NEGO CUNDUNGA (Campereada
1998)
Rincão de são
Miguel e seus personagens
Tez
completamente negra, esguio, talvez 1,80m de altura (não sei se por eu ter
apenas 9 anos o via tão alto), queixo excessivamente proeminente, dentes alvos,
apesar do inseparável palheiro, e um constante sorriso aberto que permitia,
mesmo a quem não o quisesse, ver o róseo de suas gengivas, céu da boca e língua.
Esse era o "Nego Cundunga", o "Tio Cundunga",alegria do Rincão.
Os 74 Km de
estrada do local, por apresentarem horrível trafegabilidade, deixavam apenas o
"tilburi" como meio de transporte aos fazendeiros ,nos idos de
1950.Já o transporte de carga era feito pelos carroções do "Nego
Cundunga". Mantimentos, sementes, rações e toda a sorte de necessidades
chegavam até o fundo do Rincão nos três carroções puxados por quatro cavalos
cada um, guiados pela habilidade do "Nego" e seus filhos.
Quando chegava
de viagem na cidade, trazia e entregava aos fazendeiros as listas de necessidades,
que tinham uma semana ( seu descanso no povo), para providenciar a entrega das
mesmas para seu retorno ao Rincão.
Segundo ele
mesmo contava, saia de Alegrete por volta da meia-noite, fazendo seu primeiro
pouso e troca de cavalos no seu compadre "Tolentino", bem na famosa
porteira preta.

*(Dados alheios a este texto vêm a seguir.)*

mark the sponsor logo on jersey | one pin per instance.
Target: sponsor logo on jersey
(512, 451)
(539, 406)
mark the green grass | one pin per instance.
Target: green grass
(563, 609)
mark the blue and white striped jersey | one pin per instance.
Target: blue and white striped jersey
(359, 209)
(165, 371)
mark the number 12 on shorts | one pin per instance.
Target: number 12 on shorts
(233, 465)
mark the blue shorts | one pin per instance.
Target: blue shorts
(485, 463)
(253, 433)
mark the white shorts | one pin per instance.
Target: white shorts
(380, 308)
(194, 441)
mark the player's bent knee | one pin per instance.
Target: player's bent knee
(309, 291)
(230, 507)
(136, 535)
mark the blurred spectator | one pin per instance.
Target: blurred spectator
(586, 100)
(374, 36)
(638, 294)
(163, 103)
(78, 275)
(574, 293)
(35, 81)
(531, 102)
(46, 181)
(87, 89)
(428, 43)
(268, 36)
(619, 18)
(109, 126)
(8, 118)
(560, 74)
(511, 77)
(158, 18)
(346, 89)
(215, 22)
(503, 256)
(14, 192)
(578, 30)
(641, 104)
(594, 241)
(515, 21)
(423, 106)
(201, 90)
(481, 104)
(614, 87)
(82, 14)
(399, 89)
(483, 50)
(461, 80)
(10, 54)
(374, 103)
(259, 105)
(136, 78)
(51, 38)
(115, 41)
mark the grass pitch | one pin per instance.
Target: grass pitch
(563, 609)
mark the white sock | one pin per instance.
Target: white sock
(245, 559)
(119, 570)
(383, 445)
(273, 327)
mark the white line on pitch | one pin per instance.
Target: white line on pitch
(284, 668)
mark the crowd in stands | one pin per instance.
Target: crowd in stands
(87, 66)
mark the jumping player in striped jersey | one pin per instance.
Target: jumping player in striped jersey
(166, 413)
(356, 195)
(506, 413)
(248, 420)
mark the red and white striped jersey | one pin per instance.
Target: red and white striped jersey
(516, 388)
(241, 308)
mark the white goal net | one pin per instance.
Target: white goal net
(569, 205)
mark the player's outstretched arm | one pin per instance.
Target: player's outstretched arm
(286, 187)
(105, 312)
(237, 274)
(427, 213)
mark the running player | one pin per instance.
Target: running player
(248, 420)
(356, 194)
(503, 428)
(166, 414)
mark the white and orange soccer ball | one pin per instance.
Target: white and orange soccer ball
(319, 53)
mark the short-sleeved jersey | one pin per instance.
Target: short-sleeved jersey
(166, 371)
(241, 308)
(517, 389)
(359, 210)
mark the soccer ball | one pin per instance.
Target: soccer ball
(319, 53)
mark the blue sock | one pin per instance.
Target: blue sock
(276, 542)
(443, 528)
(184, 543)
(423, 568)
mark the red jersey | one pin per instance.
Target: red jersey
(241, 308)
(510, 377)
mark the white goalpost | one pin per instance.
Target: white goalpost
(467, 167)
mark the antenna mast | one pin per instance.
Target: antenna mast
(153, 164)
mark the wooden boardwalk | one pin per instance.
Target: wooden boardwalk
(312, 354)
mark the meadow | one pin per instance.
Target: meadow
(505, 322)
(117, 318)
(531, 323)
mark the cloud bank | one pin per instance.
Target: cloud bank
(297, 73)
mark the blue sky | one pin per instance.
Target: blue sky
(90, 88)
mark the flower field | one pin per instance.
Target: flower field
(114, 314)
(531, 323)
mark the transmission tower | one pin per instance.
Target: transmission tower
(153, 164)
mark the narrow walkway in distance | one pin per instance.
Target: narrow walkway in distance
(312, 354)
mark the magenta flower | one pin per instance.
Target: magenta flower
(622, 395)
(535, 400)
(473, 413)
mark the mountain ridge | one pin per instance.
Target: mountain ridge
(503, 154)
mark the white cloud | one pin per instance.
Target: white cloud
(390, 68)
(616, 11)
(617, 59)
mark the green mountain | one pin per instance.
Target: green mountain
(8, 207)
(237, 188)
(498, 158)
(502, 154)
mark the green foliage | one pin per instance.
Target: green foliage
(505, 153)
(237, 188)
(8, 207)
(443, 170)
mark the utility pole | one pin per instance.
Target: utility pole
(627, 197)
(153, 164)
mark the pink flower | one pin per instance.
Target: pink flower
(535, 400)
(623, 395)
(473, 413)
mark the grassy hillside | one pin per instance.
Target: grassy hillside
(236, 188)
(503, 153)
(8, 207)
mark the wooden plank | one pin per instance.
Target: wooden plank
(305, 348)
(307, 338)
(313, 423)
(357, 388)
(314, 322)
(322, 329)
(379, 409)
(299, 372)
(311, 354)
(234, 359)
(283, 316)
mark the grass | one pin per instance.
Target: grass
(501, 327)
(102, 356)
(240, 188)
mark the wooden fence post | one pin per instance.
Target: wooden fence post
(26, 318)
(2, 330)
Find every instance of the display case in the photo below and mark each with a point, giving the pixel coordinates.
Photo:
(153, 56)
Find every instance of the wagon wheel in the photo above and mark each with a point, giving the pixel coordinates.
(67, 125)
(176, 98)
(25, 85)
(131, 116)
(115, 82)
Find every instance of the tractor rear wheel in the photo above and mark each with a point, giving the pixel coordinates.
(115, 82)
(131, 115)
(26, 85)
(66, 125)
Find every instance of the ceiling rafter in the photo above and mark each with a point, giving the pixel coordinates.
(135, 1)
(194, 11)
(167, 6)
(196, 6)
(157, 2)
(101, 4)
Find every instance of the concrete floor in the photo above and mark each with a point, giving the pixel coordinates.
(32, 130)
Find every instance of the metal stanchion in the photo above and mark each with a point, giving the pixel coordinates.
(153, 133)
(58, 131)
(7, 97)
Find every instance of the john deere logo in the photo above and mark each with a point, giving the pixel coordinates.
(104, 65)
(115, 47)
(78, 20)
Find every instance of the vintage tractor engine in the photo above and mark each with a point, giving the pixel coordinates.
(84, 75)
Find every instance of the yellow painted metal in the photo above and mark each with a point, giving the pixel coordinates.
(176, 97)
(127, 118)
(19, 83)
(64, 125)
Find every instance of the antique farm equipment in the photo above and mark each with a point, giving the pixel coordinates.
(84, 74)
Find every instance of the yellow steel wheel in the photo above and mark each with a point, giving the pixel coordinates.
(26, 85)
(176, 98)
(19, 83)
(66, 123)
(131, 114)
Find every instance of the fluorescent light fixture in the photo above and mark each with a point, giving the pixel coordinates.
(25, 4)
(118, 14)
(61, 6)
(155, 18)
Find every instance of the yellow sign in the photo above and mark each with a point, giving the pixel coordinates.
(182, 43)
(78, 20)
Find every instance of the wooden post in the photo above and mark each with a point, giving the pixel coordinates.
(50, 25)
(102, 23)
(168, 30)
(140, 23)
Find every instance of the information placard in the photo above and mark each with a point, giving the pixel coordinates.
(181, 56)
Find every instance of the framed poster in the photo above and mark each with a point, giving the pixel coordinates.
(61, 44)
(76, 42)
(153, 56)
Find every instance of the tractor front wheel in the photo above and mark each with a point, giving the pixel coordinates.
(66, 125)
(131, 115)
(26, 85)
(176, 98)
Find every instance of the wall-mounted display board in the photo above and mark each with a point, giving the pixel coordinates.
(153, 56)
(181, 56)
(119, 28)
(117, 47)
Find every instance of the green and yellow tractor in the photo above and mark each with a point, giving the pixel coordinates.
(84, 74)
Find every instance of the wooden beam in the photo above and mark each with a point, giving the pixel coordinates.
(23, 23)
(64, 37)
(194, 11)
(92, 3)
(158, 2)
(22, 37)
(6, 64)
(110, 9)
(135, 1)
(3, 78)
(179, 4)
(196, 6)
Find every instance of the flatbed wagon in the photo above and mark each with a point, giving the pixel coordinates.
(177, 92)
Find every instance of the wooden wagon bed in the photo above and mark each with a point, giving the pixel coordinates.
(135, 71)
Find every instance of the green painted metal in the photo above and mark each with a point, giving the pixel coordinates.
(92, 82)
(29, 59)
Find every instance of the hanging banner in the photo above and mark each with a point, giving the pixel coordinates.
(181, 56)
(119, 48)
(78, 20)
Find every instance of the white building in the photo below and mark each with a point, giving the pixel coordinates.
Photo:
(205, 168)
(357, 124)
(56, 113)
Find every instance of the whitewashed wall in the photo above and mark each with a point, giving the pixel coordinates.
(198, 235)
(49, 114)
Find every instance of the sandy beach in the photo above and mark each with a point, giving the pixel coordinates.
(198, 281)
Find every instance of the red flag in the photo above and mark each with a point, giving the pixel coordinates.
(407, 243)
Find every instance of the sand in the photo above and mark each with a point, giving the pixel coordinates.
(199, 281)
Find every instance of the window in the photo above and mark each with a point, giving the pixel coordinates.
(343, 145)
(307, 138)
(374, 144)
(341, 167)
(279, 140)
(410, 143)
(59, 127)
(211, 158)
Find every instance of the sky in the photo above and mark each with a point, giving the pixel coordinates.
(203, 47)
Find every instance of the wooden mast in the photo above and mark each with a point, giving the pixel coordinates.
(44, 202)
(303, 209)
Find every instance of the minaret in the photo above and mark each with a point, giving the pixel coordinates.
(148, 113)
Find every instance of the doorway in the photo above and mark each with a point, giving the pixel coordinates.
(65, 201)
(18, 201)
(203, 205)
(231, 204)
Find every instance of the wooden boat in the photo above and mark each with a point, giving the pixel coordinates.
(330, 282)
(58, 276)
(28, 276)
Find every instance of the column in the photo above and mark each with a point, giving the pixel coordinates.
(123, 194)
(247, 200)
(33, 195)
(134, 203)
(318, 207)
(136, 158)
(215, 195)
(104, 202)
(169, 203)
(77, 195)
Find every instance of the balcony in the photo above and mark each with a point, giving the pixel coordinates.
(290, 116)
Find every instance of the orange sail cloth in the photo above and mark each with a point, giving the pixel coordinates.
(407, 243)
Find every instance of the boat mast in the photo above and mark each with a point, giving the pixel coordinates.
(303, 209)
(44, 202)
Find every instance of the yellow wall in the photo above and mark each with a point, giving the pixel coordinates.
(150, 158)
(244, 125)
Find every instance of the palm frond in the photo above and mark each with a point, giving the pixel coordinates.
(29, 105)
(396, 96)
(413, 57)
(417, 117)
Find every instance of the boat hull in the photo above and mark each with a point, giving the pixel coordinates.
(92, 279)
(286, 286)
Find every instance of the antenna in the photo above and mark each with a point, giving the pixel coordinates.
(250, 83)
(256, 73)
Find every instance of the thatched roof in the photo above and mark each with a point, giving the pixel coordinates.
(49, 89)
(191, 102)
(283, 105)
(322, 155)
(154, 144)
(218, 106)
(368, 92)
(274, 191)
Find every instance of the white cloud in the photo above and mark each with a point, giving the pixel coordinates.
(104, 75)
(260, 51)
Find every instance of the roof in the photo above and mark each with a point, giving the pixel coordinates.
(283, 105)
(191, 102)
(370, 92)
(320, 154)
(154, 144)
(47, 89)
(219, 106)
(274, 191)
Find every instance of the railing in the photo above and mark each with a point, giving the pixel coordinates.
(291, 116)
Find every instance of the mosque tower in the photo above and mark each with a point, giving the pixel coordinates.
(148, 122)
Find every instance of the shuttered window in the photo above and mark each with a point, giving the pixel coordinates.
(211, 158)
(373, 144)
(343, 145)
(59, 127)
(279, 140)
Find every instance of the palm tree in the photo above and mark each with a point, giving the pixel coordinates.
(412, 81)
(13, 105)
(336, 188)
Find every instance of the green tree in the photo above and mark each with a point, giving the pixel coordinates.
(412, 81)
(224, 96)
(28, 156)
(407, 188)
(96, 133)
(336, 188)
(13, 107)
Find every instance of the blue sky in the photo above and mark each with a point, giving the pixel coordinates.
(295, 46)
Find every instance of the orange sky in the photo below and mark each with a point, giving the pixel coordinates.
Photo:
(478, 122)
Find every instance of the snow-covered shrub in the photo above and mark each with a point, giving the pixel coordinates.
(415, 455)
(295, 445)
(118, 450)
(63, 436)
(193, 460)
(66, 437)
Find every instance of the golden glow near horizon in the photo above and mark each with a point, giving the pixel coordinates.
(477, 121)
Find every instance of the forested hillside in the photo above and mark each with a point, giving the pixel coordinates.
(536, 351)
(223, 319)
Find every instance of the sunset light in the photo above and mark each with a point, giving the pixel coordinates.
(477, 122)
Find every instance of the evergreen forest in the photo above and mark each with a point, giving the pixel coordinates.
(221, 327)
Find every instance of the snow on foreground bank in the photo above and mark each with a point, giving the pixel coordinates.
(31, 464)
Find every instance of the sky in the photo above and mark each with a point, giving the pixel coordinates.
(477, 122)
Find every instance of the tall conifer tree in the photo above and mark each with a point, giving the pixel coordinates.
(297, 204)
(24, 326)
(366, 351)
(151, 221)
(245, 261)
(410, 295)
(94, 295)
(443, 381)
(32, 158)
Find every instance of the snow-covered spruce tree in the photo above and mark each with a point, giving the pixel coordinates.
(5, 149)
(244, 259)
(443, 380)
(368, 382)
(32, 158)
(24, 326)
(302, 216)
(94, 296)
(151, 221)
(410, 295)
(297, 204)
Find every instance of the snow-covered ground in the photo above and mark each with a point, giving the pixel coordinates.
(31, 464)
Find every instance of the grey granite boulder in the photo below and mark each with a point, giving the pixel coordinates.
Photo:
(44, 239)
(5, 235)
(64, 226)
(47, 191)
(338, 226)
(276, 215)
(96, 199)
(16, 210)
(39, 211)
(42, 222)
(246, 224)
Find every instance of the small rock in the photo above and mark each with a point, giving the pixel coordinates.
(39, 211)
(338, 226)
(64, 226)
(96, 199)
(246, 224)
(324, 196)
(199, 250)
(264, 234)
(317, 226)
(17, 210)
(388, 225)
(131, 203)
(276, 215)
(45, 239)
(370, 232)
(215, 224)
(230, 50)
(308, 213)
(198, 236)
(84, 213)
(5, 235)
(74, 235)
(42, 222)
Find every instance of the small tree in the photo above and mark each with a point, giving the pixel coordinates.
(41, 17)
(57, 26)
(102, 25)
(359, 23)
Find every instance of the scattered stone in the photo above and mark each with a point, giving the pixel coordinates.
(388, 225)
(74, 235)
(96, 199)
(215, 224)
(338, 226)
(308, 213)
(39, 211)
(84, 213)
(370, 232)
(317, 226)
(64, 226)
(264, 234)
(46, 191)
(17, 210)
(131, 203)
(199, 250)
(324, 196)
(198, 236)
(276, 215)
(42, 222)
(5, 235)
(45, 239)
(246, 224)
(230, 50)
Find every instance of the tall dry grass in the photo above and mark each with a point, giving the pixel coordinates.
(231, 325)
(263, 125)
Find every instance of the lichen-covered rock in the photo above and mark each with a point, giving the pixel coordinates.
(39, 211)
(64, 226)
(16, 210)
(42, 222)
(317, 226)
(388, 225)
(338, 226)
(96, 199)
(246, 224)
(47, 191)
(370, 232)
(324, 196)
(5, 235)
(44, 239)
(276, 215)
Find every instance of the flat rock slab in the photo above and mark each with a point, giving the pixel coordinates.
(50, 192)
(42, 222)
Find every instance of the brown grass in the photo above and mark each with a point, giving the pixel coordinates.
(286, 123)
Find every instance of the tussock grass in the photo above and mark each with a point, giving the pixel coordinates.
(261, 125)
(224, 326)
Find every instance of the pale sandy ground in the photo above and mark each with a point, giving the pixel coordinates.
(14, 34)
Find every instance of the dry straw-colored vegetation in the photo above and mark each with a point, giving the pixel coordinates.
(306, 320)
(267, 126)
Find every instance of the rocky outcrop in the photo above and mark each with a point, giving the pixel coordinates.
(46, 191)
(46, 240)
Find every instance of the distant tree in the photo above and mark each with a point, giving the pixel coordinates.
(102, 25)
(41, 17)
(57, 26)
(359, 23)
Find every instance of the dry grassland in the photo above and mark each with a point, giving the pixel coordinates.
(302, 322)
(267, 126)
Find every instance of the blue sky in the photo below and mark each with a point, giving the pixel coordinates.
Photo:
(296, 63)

Dali seus carroções entravam ruidosamente até uma certa altura
do Rincão da Palma, o que lhe permitia, falhar um pouso e retornar ao primeiro
para seguir viagem, que não era curta.
Uma das paradas
obrigatórias dos carroções era na estância São Jorge, de propriedade de meu avô
Joaquim Antonio da Silveira de onde não se enxergava a estrada, o que não
impedia que os cães de longe pressentissem e acusassem
sua chegada, o que
alvoroçava os peões que diziam:
-Aí vem o
"Nego Cundunga"...
Pela primeira
vez após ouvir tantos comentários à beira do fogo, eu via chegar os carroções. Ao
vê-los, correu-me um arrepio, finalmente ia ver de perto tão afamado personagem
do Rincão.
Carroças
colocadas à sombra, cavalos desatrelados e apos refrescar , lombos lavados
carinhosamente.
A tudo eu
assistia, ansioso para ouvir suas peripécias de viagem. Como ele tinha coisas
mais importantes a fazer, ignorou-me. Foi fazer um relatório ao meu avo e
entregar as encomendas ao caseiro
Com a chegada dos
carroções, pude entender porque o chamavam "alegria do Rincão", pois
traziam brim, chitas, rendas, brilhantina, fumo, "amor gaúcho", enfim
tudo o que era necessario para que peões e prendas se "pilchassem"
melhor para os bailes de rancho ou para os namoricos de Domingo a tarde.
Após três dias
da feliz novidade para mim, vi que na recolhida da tarde(hora que trazem os
cavalos do potreiro), vieram os cavalos dos carroções. Perguntei ao capataz por
quê.
Respondeu-me que
os cavalos iam ficar presos para "adelgaçar", pois Tio Cundunga iria
sair de madrugada grande.
À noite, apos a
janta, ele foi despedir-se de meu avô e de mim, dizendo que ia até o fim da
rota troncal e voltava por ela à Alegrete.
Acordei cedo no
dia da partida, pra ver se ainda assistia o atrelar, mas "que puxa"
saiu mesmo de madrugada grande.
Por muitas
outras férias, a chegada dos carroções aconteceu, sempre cercada da mesma
expectativa e alegria e eu até hoje me surpreendo de ouvido alerta, esperando
ver surgir dos fundos da "São Jorge" o "Nego Cundunga" com
seu sorriso de orelha a orelha e seu comboio de alegrias e lembranças.